Now I don’t want you all to think I am sugar-coating my life (I know you know better than that!). Kevin and I had a tumultuous life together. We fought; we disagreed about everything from how to spend money to what to have for dinner. We were sometimes quite mean to each other just like you and he or you and she, but unless you experience the death of he or she you cannot know how certainly the “cream” rises to the top. Sure I remember the hurt, the times I wanted to leave, he wanted to leave, we both wanted to leave – each other. But those times were the parentheses to the other times. The bad times were not the essence of our relationship; they were food for the other parts.
Our differences made us never bored with each other. Our differences, although most frustrating, made the occasions we agreed with each other pure joy, and whatever it was -we did it, bought it, sold it, planned it, because agreement was a sure thing. Our differences made us compromise – and he did his share of compromise – although perhaps not as obviously as mine. He shut the door to being crazy, being out of control, being unpredictable. He chose to live a normal life…it took 15 years together for him to completely come to terms with that, but he made a clear choice and the choice was ME. It took a lot for him to live with his own demons, sorrow, pain and disappointment without benefit of drug or alcohol; he said it was the hardest thing he ever had to do.

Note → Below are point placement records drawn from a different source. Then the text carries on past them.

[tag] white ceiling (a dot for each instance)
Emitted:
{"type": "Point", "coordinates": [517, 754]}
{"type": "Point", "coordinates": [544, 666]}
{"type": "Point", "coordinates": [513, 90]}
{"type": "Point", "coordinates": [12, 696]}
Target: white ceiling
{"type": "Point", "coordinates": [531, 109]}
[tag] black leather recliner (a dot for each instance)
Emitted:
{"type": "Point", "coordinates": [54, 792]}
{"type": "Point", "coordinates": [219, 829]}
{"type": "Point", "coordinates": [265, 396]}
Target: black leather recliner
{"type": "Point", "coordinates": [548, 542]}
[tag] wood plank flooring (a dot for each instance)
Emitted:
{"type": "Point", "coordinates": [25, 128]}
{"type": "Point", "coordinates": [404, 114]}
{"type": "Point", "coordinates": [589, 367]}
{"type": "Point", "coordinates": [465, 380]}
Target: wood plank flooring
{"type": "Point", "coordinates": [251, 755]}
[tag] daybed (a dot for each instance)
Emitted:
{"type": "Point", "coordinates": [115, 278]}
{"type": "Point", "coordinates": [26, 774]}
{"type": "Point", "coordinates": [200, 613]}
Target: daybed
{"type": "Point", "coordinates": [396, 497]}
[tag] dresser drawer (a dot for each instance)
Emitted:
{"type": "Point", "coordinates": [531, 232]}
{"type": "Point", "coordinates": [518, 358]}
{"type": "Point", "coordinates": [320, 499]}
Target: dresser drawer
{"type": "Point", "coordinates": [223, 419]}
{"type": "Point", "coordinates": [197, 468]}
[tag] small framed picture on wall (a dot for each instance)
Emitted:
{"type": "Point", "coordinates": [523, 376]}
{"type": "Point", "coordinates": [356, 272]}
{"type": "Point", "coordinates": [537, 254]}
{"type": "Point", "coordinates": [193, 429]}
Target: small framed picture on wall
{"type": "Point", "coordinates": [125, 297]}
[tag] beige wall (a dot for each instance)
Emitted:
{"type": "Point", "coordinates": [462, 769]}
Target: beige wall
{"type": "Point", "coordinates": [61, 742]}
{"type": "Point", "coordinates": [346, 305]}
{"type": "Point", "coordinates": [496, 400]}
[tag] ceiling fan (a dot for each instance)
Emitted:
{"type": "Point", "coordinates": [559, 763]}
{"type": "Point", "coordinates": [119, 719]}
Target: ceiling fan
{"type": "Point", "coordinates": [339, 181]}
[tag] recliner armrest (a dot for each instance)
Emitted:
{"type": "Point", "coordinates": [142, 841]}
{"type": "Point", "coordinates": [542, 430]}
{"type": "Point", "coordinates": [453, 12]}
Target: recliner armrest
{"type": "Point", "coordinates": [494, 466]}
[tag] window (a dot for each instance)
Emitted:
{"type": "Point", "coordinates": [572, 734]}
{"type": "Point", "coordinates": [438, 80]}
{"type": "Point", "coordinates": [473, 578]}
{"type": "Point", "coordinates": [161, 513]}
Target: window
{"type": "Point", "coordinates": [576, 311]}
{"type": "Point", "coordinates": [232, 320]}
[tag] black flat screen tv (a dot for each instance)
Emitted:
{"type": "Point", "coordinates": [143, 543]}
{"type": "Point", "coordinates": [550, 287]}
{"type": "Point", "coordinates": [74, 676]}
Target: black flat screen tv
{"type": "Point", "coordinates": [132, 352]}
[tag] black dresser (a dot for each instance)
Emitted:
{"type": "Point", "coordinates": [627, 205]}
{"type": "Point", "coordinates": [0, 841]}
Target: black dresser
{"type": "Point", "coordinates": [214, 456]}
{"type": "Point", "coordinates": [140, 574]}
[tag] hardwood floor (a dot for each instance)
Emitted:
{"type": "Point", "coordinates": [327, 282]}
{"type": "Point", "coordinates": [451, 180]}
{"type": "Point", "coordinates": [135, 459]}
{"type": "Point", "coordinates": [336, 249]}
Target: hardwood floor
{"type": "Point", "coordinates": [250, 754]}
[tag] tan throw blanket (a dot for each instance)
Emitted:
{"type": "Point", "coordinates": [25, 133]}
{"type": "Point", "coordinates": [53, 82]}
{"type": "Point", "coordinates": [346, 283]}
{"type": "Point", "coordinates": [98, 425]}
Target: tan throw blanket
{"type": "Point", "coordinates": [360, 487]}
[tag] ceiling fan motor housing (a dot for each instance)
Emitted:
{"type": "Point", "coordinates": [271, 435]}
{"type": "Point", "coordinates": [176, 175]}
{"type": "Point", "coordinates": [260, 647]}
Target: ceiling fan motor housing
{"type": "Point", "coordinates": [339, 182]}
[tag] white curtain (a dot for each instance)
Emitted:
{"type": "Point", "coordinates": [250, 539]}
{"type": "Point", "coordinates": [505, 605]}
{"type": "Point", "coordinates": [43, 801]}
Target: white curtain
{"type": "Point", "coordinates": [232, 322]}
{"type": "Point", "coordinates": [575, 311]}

I can’t touch his studio yet because, although I know he will PROBABLY never come back, once I disassemble it he will never be able to come back. I will break the spell, shut the cosmic door, turn off the pathway to his finding me and I’m not ready to concede that I will never see him again. Never hear him repeat one of his numerous stories for the 25th time, never hear him complain about the summer heat or the lack of winter snow, never hear him rail about politics, race, religion, rap music, the state of Hollywood filmmaking or the idea that everyone today thinks they are a filmmaker now that they have cell phone video capability.
But more, I will never again learn something new from him and I did everyday. Or have him tell me to turn around and look behind me to see a sight I would never have seen. Ah, this is why different was ever so good. I will never again marvel at how easily he framed a shot in the camera, or picked colors or heard a sound in the woods and knew it was a deer, a beaver or an eagle. I’ll never see him move from knot-tying to beading to skeet shooting and numerous other hobbies, excelling at everything he touched. He will never again computer-paint another fantastic image from the thousands of negatives that detail every place he ever was and every beautiful thing he ever laid his eyes on. I’ll never see the world from his perspective again and neither will the rest of the world.
I can’t bear to think that I will never feel his arms around me, or see the 21-year-old girl I once was reflected in his eyes. Never hear him breathing next to me in the middle of the night, or hear his comforting whispered reply when I whispered his name in the dark. And I will never live the fantasy of recapturing our youthful passion or see with him all the places he wanted me to see.
So my friends you can see that until I can figure out a way to fill some of those holes that have shredded, decimated, destroyed my life as I knew it, was living it and was prepared to live it for the rest of it, until I find a new trail head and tether myself to something else – not necessarily someone else – I would rather just accept that he will PROBABLY never be coming back, but – you never know.